Pictured: Kerri Shying
Grappling with cross-cultural identities
Eileen Chong makes it clear that she is not a Singaporean-Australian poet. She identifies as an Australian, even if she was born in Singapore. “Singapore does not allow dual-citizenship, and I have chosen Australia.”
Shying is of Chinese and Australian descent—and she also belongs to the Wiradjuri people. When it comes to writing for an Australian audience, there are some frustrations.
“I think the dissonance between my appearance and my identity is confounding for people here. The image of Asian and Aboriginal people is of a certain face, a certain skin, curly hair, straight hair,” Shying said. “I have found myself spending time assessing my exposure to things and events that might be damaging to me; and then also hearing remarks dismissing achievements as ‘they wanted her because she is Asian/Aboriginal’, rather than on merit.”
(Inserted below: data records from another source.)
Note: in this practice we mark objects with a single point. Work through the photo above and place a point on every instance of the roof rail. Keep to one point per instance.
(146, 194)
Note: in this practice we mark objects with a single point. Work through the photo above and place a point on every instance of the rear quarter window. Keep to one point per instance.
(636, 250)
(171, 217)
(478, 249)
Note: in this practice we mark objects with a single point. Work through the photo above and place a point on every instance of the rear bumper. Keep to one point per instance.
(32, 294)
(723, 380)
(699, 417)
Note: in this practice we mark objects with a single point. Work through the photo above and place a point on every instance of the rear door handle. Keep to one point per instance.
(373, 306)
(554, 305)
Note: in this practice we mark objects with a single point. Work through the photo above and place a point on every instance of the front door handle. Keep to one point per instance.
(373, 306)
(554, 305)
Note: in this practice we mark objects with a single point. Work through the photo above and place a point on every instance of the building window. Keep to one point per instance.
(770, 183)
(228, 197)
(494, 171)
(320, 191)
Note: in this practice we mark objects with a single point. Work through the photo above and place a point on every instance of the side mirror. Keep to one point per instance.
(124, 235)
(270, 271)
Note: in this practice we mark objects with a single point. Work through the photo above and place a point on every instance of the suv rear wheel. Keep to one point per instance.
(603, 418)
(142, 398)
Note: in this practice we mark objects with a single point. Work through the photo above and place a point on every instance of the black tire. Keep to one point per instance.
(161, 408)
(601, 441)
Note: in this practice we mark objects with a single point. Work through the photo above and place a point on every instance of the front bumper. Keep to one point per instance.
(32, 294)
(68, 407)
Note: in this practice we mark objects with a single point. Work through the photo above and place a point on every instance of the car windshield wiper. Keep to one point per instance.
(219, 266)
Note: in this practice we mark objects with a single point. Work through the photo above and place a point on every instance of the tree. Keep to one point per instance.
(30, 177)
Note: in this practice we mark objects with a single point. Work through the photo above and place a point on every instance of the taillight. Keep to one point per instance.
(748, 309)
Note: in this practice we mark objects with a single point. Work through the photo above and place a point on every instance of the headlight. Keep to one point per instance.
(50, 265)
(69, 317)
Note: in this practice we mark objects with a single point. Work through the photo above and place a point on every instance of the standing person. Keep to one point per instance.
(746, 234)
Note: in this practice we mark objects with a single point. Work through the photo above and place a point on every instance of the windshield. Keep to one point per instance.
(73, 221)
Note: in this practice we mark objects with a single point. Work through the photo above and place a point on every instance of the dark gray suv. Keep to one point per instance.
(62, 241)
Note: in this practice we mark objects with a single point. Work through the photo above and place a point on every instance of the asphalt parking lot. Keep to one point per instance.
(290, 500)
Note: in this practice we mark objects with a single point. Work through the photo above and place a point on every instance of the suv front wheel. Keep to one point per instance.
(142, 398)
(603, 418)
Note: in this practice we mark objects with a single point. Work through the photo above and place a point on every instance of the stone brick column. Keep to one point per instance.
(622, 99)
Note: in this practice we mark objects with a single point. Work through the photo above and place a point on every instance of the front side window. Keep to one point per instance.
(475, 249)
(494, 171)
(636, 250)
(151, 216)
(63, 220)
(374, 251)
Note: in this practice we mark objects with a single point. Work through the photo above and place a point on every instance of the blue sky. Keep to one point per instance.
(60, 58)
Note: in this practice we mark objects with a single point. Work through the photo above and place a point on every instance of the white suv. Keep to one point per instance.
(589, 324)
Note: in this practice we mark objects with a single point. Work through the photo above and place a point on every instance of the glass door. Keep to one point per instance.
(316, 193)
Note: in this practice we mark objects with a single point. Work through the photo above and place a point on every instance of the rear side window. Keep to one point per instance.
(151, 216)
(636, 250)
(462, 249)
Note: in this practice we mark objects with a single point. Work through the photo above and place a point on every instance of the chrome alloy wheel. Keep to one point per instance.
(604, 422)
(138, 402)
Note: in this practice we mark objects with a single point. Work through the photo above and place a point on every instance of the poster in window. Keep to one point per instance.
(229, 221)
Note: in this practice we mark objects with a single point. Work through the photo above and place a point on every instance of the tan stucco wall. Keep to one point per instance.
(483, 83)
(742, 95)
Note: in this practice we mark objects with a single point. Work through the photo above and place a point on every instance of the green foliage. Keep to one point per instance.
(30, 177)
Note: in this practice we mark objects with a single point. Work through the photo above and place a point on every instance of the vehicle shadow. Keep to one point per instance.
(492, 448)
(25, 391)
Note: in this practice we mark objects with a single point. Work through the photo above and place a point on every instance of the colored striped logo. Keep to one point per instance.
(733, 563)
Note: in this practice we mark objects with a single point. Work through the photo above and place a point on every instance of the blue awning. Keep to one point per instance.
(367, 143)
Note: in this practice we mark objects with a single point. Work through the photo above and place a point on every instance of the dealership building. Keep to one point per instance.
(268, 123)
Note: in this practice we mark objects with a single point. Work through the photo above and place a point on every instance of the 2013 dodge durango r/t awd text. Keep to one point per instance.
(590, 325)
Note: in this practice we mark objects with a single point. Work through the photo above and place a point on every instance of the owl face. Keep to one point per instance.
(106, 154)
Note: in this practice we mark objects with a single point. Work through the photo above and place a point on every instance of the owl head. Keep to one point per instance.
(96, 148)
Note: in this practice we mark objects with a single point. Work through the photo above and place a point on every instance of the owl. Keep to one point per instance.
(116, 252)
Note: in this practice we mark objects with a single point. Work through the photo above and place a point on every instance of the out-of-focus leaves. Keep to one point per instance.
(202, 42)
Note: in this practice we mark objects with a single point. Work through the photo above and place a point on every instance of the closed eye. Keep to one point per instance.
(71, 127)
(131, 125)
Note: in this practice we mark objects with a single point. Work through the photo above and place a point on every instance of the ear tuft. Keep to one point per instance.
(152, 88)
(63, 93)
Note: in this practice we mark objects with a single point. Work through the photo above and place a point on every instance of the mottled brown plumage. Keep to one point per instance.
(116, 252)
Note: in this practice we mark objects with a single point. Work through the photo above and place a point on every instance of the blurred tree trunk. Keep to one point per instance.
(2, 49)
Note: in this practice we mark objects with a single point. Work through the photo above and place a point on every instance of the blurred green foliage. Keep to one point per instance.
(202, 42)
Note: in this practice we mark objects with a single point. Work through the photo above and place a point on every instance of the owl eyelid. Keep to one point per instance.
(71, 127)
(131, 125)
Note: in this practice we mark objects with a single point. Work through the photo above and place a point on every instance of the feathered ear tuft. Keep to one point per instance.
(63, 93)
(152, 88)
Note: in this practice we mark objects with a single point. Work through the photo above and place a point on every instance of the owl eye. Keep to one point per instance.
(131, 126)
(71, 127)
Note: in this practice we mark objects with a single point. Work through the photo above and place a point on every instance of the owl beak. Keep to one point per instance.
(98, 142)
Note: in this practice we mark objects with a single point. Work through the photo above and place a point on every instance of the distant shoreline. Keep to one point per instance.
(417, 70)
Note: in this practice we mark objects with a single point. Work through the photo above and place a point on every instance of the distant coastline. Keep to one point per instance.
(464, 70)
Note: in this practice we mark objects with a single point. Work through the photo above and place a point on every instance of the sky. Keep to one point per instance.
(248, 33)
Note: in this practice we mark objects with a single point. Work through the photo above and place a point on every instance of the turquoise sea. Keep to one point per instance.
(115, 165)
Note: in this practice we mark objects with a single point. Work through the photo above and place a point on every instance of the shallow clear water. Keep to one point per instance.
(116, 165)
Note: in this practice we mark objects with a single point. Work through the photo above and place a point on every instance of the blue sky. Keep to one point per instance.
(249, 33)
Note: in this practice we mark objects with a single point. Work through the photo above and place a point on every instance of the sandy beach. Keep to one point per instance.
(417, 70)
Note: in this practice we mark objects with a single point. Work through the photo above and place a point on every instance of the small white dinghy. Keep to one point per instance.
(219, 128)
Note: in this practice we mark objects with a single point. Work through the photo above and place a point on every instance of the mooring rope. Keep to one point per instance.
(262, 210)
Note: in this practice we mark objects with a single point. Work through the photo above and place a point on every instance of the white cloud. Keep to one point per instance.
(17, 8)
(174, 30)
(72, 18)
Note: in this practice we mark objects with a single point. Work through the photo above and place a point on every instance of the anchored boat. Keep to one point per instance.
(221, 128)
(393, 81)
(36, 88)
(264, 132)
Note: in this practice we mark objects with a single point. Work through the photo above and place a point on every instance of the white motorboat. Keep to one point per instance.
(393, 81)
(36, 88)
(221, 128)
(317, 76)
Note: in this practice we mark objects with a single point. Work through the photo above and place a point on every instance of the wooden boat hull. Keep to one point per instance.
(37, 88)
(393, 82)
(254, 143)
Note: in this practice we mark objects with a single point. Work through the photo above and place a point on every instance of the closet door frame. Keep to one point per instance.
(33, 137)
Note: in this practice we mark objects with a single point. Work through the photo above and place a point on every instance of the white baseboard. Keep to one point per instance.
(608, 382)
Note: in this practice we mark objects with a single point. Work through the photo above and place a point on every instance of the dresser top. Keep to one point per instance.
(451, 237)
For Chong, “Liminality is a state that many people exist within. I believe there is meaning in slippage, and power in the in-betweenness of things”. Here, there is opportunity for the poet in the in-between. “My cultural heritage informs, but does not limit or define me,” She finished.
Yet, this in-between also presents barriers.
As Shying puts it, “I find it hard to be accepted at times. By white people, not Chinese or Aboriginal people, that is,” Shying said. “I get tired of explaining myself, my physical self, but it is partly because I don’t easily fit into the ‘exotic’ or “gold rush” box. I had a proper education. My family concealed their Asian identity for some time during the period of the White Australia policy and we were able to stop doing that when I was a young child.”
Pictured: Eileen Chong.
Translating poetry into live performance
For Shying, reading your work out loud is like a “threeway of the arts world”. “It allows the personality of the writer to be revealed and the human form—a woman, and all the judgments that go with the way I am dressed, and other aspects of my presentation,” She said.
According to Shying, the importance of live performance is—of course—in the way it is read, the way it is made more tangible by the poet’s unique voice.
“We all have a voice in our heads who reads in a different way to the reading given by the writer—the emphasis and expression—and this I believe is what the audience seeks. [...] The collective experience becomes attached to that poem, and I think this is part of the reading poets’ pleasure,” Shying explained.
For the award-winning, Sydney-based poet Eileen Chong, the act of translating the written word into spoken word feels natural, given that she writes lyric poetry. “Poetry is a sonic art as well as a written art,” She said “Not all poets read their work well, and not all well-read poets are strong poems on the page.”
Chong’s advice for beginners of the spoken-word art form? “Be clear, don’t rush, don’t overact it. Drama doesn’t imbue words with meaning.”
Chong finishes with this: “Words carry their own weight. Let the words be heard.”
Eileen Chong’s poetry collections include Burning Rice (2012), Peony (2014), and Painting Red Orchids (2016). Being Singaporean-born, Chong writes a lot about family, her Chinese heritage, migration, and cross-cultural identity. Her works have been short-listed for various award such as the Anne Elder Award 2012, Australian Arts in Asia Award 2013, and the Australian Prime Minister’s Literary Award 2013, among many others. Her next poetry collection, Another Language, is currently in the works.
Kerri Shying is a Newcastle-based poet. She has been published in the Roland Robinson Awards and has appeared in the Women of Words series. She also writes her own blog here. Her first book in Australia will be written in Chinese and English with ASM/Cerberus/Flying Islands Press. She was also recently shortlisted for the Noel Rowe Prize.